Launch the notebook:

```bash
jupyter notebook notebooks/demo.ipynb
```

Run the Scikit-Learn comparison benchmark for regression:

```bash
python benchmarks/sklearn_comparison.py --task regression --csv data/_uploaded.csv --target Delay
```

Run the Scikit-Learn comparison benchmark for classification:

```bash
python benchmarks/sklearn_comparison.py --task classification --csv data/classification.csv --target stroke
```

If `--target` is omitted, the script uses the last column in the CSV as the prediction target.

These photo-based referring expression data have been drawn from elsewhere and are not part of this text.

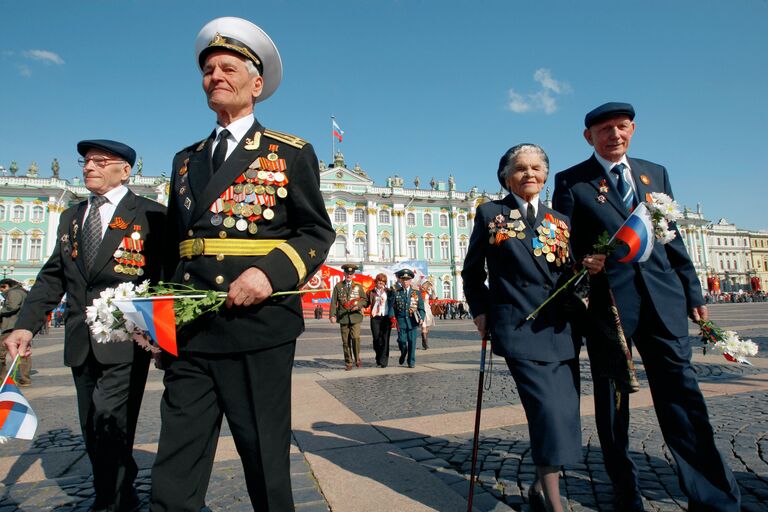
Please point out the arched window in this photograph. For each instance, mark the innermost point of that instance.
(37, 213)
(359, 247)
(17, 214)
(447, 290)
(340, 247)
(386, 248)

Scikit-Learn is used only in the benchmark script. The `glassbox/` package itself remains NumPy-only.

## Repository Structure

```text
GlassBox-AutoML-Agent/
|-- .github/
|   `-- pull_request_template.md
|-- glassbox/
|   |-- agent/
|   |-- eda/
|   |-- evaluation/
|   |-- models/
|   |-- optimization/
|   |-- preprocessing/
|   `-- utils/
|-- tests/
|-- notebooks/
|-- benchmarks/
|-- data/
|-- README.md
|-- pyproject.toml
`-- requirements.txt
```

## Testing

Run the test suite from the repository root:

```bash
python3 -m pytest -q
```

## IronClaw / MCP Tool

The library exposes a single tool, `auto_fit`, through three surfaces:

- **`glassbox.agent.mcp_server`** — a FastMCP server over stdio, the IronClaw deployment target.
- **`glassbox.agent.mcp_tool`** — a JSON-in/JSON-out CLI shim for scripted/sandbox testing.
- **`mcp.json`** — reference manifest documenting the tool schema (not consumed by IronClaw directly).

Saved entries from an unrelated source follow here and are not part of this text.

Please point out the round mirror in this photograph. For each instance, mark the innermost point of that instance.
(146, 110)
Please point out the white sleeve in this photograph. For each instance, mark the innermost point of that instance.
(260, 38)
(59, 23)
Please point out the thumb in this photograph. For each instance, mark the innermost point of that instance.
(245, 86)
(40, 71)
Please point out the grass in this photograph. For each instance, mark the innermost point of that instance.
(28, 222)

### Register with IronClaw

After SSHing to your IronClaw box and `pip install -e .[mcp]`:

```bash
ironclaw mcp add glassbox \
  --transport stdio \
  --command python \
  --arg -m --arg glassbox.agent.mcp_server
```

IronClaw stores the registration in `~/.ironclaw/mcp-servers.json` and spawns the server over stdio whenever the agent calls the tool. Verify with `ironclaw mcp list`.

### Run the tool directly (path mode)

```bash
python -m glassbox.agent.mcp_tool --input '{
  "csv_path": "data/sample.csv",
  "target_column": "purchased",
  "task": "auto",
  "search": "random",
  "time_budget": 20
}'
```

Run the tool inside a sandbox where there is no host filesystem (bytes mode):

```bash
python -c "import base64,json,sys; \
  print(json.dumps({'csv_b64': base64.b64encode(open('data/sample.csv','rb').read()).decode(), \
                    'target_column':'purchased'}))" \
  | python -m glassbox.agent.mcp_tool
```

The response is a single JSON object: `{"ok": true, "report": {...}}` on success, or `{"ok": false, "error": "..."}` on failure. The report includes an `explanation` array of short bullets the agent can repeat back to the user.

### Agent private key

Never commit the IronClaw agent private key. Use one of:

1. Environment variable: `export IRONCLAW_AGENT_PRIVATE_KEY=...` (or place it in a local `.env` — already gitignored).
2. The IronClaw CLI's own keystore at `~/.ironclaw/credentials` (preferred for production).

The `glassbox/` package itself never reads the key; only the IronClaw runtime does, when registering the agent.